You might be told that there’s no point in learning a Celtic language as everybody who speaks them also speaks English, or in the case of Breton, French. This is not in fact true – there are people in Patagonia in Argentina who speak Welsh and Spanish, but not English, and there are some people who have learnt a Celtic language who don’t speak English or French.
People may object to children being ‘forced’ to learn such ‘useless’ languages in school, or they may complain that they had to learn them in school. Well, education usually involves learning things that you might have little or no interest in, but you never know, maybe it will be useful to know them one day.

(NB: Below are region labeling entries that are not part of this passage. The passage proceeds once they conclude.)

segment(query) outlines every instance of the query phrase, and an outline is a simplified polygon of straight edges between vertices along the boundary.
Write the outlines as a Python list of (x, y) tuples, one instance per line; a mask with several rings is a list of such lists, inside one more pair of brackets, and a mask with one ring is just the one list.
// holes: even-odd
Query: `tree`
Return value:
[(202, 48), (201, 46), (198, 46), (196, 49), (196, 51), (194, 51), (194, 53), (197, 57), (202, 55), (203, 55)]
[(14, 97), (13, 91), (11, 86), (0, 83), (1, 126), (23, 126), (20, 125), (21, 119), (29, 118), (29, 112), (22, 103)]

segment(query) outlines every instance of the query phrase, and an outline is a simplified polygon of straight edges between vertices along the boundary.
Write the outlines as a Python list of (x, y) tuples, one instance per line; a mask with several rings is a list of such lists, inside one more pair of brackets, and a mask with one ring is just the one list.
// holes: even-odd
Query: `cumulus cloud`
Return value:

Critics of minority languages might come from the country or region where they are spoken, but not feel part of the local culture as they don’t speak the local language. In Wales, for example, non-Welsh-speaking people are sometimes told by Welsh speakers that they are less Welsh or basically English. Fortunately this is not a common view among Welsh speakers. Also, people who don’t speak such languages could learn them, and will find that most native speakers will be support their efforts.
Also, why are they spending our taxes to support those useless languages? That’s a comment that often crops up whenever there’s discussion of bilingual or minority language education, bilingual signage and other material, and any other initiatives to support minority languages. Speakers of minority languages also pay taxes, you know.
Have you encountered any such linguistic politics?